Пить было как-то рановато, к тому же я только заступил на смену, однако спорить с полулитровой бутылкой импортного джина, притаившейся в моём рабочем шкафчике, не нашлось никакой возможности.
С обеда я уже носил характерную, явно различимую искорку в глазах, принялся неудержимо балагурить и вообще обрёл вид вполне себе Homo vivus – то есть, вопреки обыкновению, оживился до неузнаваемости. Поспорил с бригадиром (и оказался прав!), похлопал мастера цеха по плечу. Сама жизнь безропотно легла мне под ноги, расстелившись уютным, сказочно красивым мягчайшим ковром – так мне показалось, и я, окрылённый этим долгожданным и таким редким ощущением, наплевавший и на эту гнусную осень, и на этот опостылевший завод, и на предательское будущее, год за годом отказывающее мне в своих былых обещаниях, совершил абсолютно идиотскую непростительную ошибку – зачастил к шкафчику.

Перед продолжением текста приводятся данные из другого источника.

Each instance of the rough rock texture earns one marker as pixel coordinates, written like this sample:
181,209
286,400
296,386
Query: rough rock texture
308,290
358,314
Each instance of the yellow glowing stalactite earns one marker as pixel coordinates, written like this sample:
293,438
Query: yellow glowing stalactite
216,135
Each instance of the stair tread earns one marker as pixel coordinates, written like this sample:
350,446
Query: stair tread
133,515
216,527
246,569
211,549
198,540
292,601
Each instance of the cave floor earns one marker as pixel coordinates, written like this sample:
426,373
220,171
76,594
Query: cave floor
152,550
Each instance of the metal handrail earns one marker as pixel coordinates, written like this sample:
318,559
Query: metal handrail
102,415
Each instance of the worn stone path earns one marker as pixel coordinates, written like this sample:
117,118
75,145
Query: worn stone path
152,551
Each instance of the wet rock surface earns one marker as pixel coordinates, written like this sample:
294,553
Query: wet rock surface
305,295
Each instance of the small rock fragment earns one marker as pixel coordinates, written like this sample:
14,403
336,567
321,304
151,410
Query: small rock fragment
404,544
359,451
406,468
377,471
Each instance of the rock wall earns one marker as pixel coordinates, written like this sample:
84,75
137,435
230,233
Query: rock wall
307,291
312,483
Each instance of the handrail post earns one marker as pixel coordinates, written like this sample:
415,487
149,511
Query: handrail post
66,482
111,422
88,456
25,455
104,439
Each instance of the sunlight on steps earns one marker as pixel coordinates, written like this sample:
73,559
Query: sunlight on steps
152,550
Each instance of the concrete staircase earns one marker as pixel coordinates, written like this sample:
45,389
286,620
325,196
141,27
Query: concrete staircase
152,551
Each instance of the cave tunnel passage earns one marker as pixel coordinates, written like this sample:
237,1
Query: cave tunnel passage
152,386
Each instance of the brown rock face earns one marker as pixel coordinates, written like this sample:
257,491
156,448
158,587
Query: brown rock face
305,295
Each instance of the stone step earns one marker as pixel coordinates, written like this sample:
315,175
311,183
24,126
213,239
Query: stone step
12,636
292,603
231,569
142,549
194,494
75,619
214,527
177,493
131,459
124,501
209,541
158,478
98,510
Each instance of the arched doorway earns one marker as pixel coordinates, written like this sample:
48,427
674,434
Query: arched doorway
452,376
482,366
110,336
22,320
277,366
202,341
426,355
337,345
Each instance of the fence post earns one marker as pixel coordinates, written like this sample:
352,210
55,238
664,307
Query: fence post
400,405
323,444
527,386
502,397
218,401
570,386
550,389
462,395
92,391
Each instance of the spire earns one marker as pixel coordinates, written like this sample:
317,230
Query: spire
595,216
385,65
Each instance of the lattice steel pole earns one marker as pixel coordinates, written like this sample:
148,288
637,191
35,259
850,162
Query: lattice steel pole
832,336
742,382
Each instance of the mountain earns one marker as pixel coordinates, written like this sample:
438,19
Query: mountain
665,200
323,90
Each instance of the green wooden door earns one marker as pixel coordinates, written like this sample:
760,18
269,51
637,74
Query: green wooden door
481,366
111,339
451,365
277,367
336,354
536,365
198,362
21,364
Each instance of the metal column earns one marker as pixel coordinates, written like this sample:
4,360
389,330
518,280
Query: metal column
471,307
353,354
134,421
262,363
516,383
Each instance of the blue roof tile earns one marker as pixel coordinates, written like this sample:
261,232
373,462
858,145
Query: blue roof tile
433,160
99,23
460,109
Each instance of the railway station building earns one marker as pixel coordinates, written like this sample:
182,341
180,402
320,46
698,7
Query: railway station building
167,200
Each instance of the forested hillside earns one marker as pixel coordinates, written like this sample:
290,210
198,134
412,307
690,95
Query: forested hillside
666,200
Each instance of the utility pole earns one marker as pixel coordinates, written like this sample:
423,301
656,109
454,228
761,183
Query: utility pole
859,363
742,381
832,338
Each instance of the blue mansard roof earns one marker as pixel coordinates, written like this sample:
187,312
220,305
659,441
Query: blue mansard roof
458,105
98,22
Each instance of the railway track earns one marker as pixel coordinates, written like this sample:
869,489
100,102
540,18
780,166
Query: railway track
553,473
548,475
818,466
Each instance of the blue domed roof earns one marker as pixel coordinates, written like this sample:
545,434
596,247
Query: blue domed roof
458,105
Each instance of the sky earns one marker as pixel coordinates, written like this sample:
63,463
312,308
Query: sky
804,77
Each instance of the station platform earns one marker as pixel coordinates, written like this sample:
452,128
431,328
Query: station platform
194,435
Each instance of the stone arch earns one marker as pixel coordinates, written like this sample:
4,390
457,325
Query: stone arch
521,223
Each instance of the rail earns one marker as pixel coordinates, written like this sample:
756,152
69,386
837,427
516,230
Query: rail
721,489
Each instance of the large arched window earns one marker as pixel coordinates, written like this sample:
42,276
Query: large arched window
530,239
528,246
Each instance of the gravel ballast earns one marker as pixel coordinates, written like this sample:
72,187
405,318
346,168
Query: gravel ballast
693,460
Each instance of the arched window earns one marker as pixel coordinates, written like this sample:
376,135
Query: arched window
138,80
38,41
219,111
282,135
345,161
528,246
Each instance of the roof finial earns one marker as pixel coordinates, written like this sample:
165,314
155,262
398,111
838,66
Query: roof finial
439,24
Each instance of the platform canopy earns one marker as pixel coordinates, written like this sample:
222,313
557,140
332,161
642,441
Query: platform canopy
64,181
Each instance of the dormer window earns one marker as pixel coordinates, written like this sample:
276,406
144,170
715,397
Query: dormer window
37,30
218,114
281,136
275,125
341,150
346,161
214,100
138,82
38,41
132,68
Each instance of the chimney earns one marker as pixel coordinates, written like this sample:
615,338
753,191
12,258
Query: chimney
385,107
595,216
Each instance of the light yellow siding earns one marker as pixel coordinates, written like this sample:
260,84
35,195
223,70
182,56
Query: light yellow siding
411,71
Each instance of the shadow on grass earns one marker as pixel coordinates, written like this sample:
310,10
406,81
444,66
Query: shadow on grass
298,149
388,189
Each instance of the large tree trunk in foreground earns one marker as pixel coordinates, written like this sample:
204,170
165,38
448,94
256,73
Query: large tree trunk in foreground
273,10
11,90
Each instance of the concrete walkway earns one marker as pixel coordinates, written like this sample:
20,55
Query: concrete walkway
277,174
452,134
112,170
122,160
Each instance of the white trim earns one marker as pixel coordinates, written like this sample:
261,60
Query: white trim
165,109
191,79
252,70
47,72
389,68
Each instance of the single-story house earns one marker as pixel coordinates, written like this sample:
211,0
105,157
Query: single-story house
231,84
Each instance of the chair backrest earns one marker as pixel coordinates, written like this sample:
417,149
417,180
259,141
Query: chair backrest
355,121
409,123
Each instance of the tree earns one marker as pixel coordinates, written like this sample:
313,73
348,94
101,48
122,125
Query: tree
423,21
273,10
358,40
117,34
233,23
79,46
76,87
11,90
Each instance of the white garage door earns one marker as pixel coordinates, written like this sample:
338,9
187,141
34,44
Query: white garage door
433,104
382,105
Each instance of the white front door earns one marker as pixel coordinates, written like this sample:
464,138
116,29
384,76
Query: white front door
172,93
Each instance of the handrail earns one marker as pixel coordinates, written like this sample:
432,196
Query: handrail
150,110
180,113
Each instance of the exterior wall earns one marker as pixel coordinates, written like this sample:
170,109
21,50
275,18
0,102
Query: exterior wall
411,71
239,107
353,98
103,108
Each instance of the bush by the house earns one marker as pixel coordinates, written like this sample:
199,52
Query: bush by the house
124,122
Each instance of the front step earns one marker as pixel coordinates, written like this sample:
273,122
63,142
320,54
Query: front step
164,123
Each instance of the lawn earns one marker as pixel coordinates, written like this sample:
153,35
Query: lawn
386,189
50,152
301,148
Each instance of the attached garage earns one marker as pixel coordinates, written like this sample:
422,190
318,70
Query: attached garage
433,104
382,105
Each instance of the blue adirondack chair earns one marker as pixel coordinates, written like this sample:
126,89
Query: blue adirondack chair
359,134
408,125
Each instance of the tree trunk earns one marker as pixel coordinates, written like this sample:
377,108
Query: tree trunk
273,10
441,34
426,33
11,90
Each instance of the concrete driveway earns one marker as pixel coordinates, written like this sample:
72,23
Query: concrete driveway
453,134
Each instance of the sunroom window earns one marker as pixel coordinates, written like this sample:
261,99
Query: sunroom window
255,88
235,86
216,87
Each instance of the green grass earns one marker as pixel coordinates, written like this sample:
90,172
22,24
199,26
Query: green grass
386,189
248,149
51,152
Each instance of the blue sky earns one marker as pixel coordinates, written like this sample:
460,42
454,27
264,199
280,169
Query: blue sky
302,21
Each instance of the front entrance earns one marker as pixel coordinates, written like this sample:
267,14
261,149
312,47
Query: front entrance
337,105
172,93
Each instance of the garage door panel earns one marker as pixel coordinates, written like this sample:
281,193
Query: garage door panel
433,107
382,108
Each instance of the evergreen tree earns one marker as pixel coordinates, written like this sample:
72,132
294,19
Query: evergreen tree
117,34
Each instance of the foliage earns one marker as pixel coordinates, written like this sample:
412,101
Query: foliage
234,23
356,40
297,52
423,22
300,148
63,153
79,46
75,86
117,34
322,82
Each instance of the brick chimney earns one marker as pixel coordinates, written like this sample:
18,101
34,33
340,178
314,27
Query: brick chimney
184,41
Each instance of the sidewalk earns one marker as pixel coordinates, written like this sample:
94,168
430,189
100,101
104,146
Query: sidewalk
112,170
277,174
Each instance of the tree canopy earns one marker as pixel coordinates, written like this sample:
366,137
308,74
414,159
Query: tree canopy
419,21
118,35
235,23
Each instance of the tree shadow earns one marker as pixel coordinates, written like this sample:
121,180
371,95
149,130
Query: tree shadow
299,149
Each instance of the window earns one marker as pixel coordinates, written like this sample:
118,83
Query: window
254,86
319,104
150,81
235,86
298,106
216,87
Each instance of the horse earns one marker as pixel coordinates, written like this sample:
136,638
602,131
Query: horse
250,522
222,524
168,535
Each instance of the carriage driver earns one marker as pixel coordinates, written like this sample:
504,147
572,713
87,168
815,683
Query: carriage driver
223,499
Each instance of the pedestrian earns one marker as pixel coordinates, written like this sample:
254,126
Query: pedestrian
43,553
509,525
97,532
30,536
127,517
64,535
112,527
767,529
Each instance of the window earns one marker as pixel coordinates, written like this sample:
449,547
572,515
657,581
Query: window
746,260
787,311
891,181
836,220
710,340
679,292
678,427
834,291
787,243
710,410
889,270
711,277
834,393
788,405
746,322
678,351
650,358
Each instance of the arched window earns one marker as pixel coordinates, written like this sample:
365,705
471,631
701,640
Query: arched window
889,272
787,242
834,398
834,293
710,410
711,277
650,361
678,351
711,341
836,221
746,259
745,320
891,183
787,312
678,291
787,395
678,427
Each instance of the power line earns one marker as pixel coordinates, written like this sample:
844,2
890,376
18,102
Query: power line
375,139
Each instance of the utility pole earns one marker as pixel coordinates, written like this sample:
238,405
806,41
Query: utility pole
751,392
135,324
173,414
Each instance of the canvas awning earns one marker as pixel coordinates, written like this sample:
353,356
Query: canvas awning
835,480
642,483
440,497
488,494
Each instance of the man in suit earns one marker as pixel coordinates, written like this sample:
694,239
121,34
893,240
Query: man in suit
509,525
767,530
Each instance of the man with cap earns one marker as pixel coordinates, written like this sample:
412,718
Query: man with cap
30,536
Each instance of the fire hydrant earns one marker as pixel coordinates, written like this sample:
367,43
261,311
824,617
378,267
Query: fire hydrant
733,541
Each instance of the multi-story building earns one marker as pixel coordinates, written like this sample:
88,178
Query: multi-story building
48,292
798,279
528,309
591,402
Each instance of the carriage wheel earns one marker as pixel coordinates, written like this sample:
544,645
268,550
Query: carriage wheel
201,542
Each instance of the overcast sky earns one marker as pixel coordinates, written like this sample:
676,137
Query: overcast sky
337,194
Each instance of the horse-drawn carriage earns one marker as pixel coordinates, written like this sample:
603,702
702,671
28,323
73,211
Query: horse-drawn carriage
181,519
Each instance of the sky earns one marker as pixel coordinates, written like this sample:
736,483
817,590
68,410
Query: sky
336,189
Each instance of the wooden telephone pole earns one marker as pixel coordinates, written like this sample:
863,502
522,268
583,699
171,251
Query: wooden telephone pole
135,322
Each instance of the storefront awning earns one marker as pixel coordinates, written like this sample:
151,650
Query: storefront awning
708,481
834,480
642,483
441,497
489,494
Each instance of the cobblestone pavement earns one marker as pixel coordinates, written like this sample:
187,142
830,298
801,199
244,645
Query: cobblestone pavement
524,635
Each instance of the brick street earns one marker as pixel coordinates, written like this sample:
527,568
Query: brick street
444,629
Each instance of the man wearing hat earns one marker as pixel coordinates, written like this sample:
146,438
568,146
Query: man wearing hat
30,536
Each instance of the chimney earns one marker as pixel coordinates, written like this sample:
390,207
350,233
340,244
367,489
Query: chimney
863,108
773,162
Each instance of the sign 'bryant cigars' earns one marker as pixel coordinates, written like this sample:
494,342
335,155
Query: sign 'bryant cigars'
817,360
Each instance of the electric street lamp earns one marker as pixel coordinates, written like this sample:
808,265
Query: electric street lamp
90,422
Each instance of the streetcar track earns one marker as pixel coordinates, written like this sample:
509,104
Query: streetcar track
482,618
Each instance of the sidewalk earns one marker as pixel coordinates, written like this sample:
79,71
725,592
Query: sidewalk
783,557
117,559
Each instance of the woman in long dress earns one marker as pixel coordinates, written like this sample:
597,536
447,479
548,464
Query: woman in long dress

В бригаде буквально почуяли неладное и реагировали соответствующе: воротили носы всякий раз, как я сокращал дистанцию разговора, и наперебой советовали завязывать, неловко прикрываясь образом заботливого старшего товарища, чуть ли не отца родного. Тем же самым людям ничто не мешало неделями пропадать в запое, похмеляться, курить, колоть и нюхать на рабочем месте. Сперва я только отшучивался, затем уж начал огрызаться по мере того, как рейсы к шкафчику приняли характер регулярных, а градус захватил в заложники все мои мозговые центры до единого.
Кто знает, как бы оно повернулось, но мир, как говорят, и вправду не без добрых людей. В курилке мне предложили плотную ароматную затяжку, и, на этот раз, я не стал отказываться: обхватил пальцами крохотную трубочку, прильнул к ней губами, вдохнул на совесть и долго-долго удерживал терпкий пахучий дым в своей не в меру разбуянившейся груди.
Тут же всё как-то прояснилось. Будто кто вынул мой мозг из черепной коробки и, как губку, обмакнул в тёплую воду, а потом выжал досуха. Только теперь до меня дошло: может и правы были эти лицемеры, и минуту назад я действительно был на грани, иными словами – перебрал? И, может, действительно пора бы уже того…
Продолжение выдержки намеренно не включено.